It’s immoral to let a sucker keep his money
Just in case there are any Trump fanboys with some credit left to tap who weren’t made bankrupt from his collapsing meme stock. Trump is offering another exclusive series of visits from the Florida Wallet Inspection Service:
A day after an apparent assassination attempt against former President Donald J. Trump, he appeared on a livestream on Monday to champion his latest business venture: cryptocurrencies.
“Crypto is one of those things we have to do,” Mr. Trump said on X. “Whether we like it or not, I have to do it.”

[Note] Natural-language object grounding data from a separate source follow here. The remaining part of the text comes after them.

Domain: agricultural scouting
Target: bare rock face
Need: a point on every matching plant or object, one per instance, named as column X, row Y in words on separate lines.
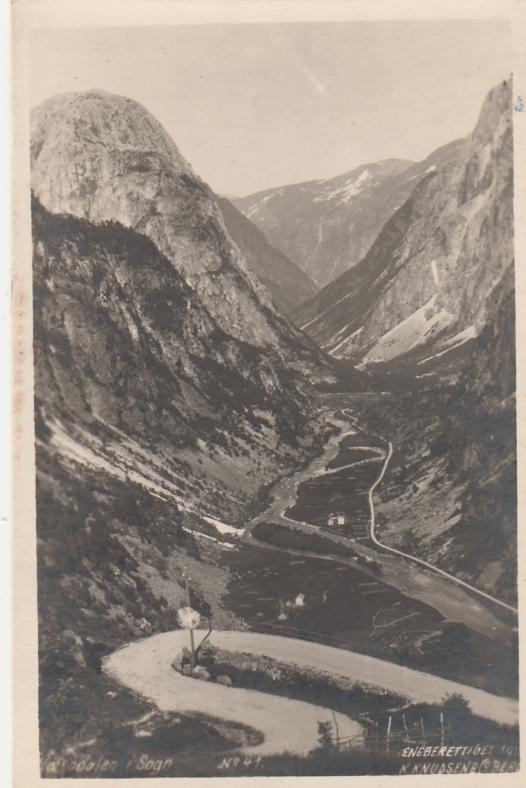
column 286, row 283
column 427, row 283
column 105, row 158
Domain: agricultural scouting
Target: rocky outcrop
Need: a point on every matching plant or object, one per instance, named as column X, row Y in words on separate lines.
column 104, row 158
column 168, row 389
column 427, row 283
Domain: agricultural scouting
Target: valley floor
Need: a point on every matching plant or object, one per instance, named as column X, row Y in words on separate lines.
column 287, row 725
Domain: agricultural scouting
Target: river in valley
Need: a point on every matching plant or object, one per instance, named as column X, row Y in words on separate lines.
column 382, row 609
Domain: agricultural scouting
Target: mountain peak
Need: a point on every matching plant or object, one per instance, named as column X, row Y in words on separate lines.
column 103, row 157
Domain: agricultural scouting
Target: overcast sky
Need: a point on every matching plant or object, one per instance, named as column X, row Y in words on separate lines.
column 254, row 106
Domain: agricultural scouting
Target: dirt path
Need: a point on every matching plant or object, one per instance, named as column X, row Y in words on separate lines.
column 454, row 600
column 287, row 725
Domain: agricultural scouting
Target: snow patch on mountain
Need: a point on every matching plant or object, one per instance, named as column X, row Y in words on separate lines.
column 350, row 189
column 417, row 328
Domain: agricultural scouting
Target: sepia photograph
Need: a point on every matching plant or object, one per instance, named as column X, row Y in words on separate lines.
column 274, row 364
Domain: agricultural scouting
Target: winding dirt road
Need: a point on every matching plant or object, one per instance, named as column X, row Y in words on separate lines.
column 287, row 725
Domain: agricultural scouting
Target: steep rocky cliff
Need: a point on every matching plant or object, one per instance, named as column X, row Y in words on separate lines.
column 327, row 227
column 168, row 390
column 425, row 285
column 105, row 158
column 449, row 495
column 287, row 284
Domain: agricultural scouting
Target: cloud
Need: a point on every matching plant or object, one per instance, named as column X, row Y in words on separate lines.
column 316, row 83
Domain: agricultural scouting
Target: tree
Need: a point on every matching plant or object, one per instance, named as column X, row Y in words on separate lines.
column 325, row 737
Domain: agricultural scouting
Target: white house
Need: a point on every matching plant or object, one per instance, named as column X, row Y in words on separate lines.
column 336, row 518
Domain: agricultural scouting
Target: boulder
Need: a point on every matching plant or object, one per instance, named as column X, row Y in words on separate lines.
column 182, row 658
column 200, row 673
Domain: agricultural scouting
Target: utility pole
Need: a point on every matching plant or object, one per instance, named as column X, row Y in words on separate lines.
column 192, row 642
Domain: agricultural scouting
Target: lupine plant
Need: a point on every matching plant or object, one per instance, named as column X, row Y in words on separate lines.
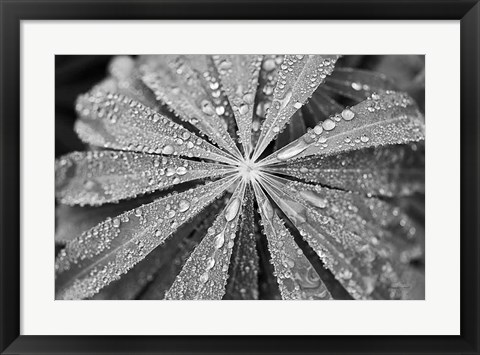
column 243, row 177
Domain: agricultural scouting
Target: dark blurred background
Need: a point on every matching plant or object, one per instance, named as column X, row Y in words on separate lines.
column 74, row 74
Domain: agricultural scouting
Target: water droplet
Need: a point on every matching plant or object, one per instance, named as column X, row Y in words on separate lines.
column 348, row 114
column 318, row 129
column 249, row 98
column 297, row 105
column 210, row 263
column 181, row 170
column 357, row 86
column 168, row 149
column 269, row 64
column 328, row 124
column 207, row 107
column 116, row 222
column 183, row 205
column 232, row 209
column 292, row 150
column 243, row 109
column 220, row 110
column 267, row 209
column 204, row 277
column 314, row 198
column 219, row 240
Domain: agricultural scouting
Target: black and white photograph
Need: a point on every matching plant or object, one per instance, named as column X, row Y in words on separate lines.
column 239, row 177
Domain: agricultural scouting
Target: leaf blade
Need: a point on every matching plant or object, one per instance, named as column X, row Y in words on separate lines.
column 99, row 177
column 296, row 277
column 385, row 118
column 114, row 121
column 100, row 255
column 205, row 273
column 298, row 78
column 180, row 85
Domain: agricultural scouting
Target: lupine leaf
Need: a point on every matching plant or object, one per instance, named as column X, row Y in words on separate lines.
column 320, row 107
column 267, row 79
column 294, row 130
column 127, row 81
column 98, row 177
column 386, row 118
column 115, row 121
column 389, row 171
column 204, row 64
column 161, row 263
column 205, row 274
column 298, row 78
column 189, row 94
column 351, row 242
column 357, row 84
column 243, row 281
column 71, row 221
column 296, row 277
column 103, row 253
column 165, row 277
column 239, row 78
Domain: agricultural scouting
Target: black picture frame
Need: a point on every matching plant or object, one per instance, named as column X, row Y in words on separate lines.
column 14, row 11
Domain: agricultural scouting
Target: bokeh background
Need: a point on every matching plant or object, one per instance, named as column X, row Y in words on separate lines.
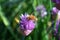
column 10, row 11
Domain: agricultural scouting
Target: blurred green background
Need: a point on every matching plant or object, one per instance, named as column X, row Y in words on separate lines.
column 11, row 9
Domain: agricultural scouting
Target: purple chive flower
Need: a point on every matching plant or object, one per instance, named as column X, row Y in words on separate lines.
column 57, row 26
column 55, row 10
column 26, row 26
column 41, row 9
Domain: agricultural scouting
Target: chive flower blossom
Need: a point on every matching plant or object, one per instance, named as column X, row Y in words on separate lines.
column 26, row 24
column 41, row 9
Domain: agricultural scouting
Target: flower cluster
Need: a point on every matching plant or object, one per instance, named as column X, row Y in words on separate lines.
column 27, row 23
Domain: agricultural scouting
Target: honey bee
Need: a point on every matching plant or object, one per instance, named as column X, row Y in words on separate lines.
column 31, row 17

Beside him were his collaborators, including a family friend; Mr. Trump’s two oldest sons, Donald Trump Jr. and Eric Trump; and two little-known crypto entrepreneurs with no experience running a high-profile business. Together, they were rolling out Mr. Trump’s crypto venture, World Liberty Financial, a project that has already raised concerns about the former president’s conflicts of interest and even alarmed some of his most vocal supporters in the industry.
[…]
Danielle Brian, executive director of the Project on Government Oversight, a nonpartisan watchdog group, said that if Mr. Trump was elected in November, his involvement in the crypto venture would create serious conflicts of interest. The Securities and Exchange Commission has cracked down on the industry, arguing that nearly all cryptocurrencies are unregistered securities and ought to be regulated like stocks traded on Wall Street.
Mr. Trump “would be able to push regulatory agencies to favor businesses he is involved in,” Ms. Brian said. Ethics experts have said that his ownership of the social media company raises similar issues.
Great, another incentive for Trump not to concede the election if he loses!
And, as with all late-period Trump cons, every mark deserves what they get:
For years, Mr. Trump was a crypto skeptic who denounced Bitcoin as a “scam.” But on the campaign trail, he has morphed into a vocal supporter, speaking at a popular industry conference and drawing donations from crypto executives.
Look, if you invest in any crypto other than LoomCoin you’re massive sucker.